2016-03-31 17:04:26 +00:00
/* memmove/memcpy/mempcpy with unaligned load/store and rep movsb
Copyright (C) 2016 Free Software Foundation, Inc.
This file is part of the GNU C Library.
The GNU C Library is free software; you can redistribute it and/or
modify it under the terms of the GNU Lesser General Public
License as published by the Free Software Foundation; either
version 2.1 of the License, or (at your option) any later version.
The GNU C Library is distributed in the hope that it will be useful,
but WITHOUT ANY WARRANTY; without even the implied warranty of
MERCHANTABILITY or FITNESS FOR A PARTICULAR PURPOSE. See the GNU
Lesser General Public License for more details.
You should have received a copy of the GNU Lesser General Public
License along with the GNU C Library; if not, see
<http://www.gnu.org/licenses/>. */
/* memmove/memcpy/mempcpy is implemented as:
1. Use overlapping load and store to avoid branch.
2. Use 8-bit or 32-bit displacements for branches and nop paddings
to avoid long nop between instructions.
3. Load all sources into registers and store them together to avoid
possible address overflap between source and destination.
4. If size is 2 * VEC_SIZE or less, load all sources into registers
and store them together.
5. If there is no address overflap, copy from both ends with
4 * VEC_SIZE at a time.
6. If size is 8 * VEC_SIZE or less, load all sources into registers
and store them together.
7. If address of destination > address of source, backward copy
8 * VEC_SIZE at a time.
8. Otherwise, forward copy 8 * VEC_SIZE at a time. */
#if IS_IN (libc)
# include <sysdep.h>
# include "asm-syntax.h"
# ifndef VZEROUPPER
# if VEC_SIZE > 16
# define VZEROUPPER vzeroupper
# else
# define VZEROUPPER
# endif
# endif
/* Threshold to use Enhanced REP MOVSB. Since there is overhead to set
up REP MOVSB operation, REP MOVSB isn't faster on short data.
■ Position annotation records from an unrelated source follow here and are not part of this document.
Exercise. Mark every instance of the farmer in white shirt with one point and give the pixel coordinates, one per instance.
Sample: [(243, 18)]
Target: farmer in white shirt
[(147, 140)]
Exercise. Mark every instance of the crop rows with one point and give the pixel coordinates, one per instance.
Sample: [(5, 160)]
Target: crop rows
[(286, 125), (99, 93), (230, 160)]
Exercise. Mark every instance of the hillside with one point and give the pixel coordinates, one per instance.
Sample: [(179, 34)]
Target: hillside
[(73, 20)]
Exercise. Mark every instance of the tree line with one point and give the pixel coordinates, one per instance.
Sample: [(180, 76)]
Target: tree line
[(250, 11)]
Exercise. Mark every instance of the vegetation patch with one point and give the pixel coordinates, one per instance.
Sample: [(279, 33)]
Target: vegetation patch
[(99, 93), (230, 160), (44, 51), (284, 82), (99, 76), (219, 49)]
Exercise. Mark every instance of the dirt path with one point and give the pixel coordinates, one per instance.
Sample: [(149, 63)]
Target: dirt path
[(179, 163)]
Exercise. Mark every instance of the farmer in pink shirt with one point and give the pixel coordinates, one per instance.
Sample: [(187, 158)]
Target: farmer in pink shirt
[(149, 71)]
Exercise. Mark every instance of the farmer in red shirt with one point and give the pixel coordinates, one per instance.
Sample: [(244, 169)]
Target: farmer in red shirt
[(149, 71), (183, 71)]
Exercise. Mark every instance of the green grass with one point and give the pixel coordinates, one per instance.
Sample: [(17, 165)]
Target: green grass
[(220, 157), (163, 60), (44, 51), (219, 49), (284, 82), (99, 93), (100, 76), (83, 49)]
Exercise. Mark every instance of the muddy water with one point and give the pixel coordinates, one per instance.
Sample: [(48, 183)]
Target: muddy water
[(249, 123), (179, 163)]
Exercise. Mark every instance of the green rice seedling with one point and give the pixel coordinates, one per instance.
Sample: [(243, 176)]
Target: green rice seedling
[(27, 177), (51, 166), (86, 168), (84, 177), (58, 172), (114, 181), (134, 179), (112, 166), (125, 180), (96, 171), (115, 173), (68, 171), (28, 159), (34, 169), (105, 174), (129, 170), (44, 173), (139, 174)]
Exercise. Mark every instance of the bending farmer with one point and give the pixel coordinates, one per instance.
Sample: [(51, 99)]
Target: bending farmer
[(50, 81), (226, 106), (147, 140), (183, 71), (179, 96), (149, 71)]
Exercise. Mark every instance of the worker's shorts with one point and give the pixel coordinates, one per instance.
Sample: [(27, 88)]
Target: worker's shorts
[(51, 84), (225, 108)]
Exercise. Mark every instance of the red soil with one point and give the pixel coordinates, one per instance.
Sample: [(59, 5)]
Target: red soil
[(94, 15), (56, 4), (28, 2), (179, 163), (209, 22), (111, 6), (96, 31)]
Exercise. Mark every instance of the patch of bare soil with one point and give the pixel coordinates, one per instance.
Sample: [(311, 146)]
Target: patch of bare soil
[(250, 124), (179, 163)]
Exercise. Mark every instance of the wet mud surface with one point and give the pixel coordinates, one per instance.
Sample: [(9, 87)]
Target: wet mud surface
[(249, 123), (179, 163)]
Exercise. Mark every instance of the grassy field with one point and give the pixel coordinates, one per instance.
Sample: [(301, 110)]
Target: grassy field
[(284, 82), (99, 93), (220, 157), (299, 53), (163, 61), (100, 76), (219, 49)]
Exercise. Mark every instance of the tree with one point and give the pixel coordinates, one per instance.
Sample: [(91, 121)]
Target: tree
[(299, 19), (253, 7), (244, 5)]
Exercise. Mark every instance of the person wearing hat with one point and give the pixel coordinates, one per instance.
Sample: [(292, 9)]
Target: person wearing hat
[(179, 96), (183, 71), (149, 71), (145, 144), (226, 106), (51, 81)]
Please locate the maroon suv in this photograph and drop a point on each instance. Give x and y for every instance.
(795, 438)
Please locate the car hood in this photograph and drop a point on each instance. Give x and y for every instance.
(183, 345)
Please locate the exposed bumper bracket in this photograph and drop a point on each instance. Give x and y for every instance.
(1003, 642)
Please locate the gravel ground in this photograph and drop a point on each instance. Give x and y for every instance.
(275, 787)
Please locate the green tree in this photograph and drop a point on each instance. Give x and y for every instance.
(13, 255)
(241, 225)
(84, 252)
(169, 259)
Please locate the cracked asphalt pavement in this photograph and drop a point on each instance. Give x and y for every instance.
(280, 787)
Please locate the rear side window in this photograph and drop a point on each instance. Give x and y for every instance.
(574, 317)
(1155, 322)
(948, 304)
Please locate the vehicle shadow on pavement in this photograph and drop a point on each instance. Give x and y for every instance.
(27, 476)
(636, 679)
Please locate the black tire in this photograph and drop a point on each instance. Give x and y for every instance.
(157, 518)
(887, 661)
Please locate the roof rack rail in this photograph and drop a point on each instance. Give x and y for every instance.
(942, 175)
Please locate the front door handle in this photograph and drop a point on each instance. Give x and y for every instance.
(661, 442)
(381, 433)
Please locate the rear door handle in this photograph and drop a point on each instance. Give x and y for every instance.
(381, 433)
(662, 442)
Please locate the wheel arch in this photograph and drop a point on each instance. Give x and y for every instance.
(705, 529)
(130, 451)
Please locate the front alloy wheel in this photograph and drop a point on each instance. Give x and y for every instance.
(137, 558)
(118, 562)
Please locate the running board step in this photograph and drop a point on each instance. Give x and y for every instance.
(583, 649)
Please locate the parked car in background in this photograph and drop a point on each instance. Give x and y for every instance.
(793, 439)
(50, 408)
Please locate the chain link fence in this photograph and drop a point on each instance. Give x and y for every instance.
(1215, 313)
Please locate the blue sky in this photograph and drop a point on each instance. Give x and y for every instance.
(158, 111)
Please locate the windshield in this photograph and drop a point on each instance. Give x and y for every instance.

The
memcpy micro benchmark in glibc shows that 2KB is the approximate
value above which REP MOVSB becomes faster than SSE2 optimization
on processors with Enhanced REP MOVSB. Since larger register size
can move more data with a single load and store, the threshold is
higher with larger register size. */
# ifndef REP_MOVSB_THRESHOLD
# define REP_MOVSB_THRESHOLD (2048 * (VEC_SIZE / 16))
# endif
# ifndef SECTION
# error SECTION is not defined!
# endif
.section SECTION(.text),"ax",@progbits
# ifdef SHARED
ENTRY (MEMMOVE_SYMBOL (__mempcpy_chk, unaligned_2))
cmpq %rdx, %rcx
jb HIDDEN_JUMPTARGET (__chk_fail)
END (MEMMOVE_SYMBOL (__mempcpy_chk, unaligned_2))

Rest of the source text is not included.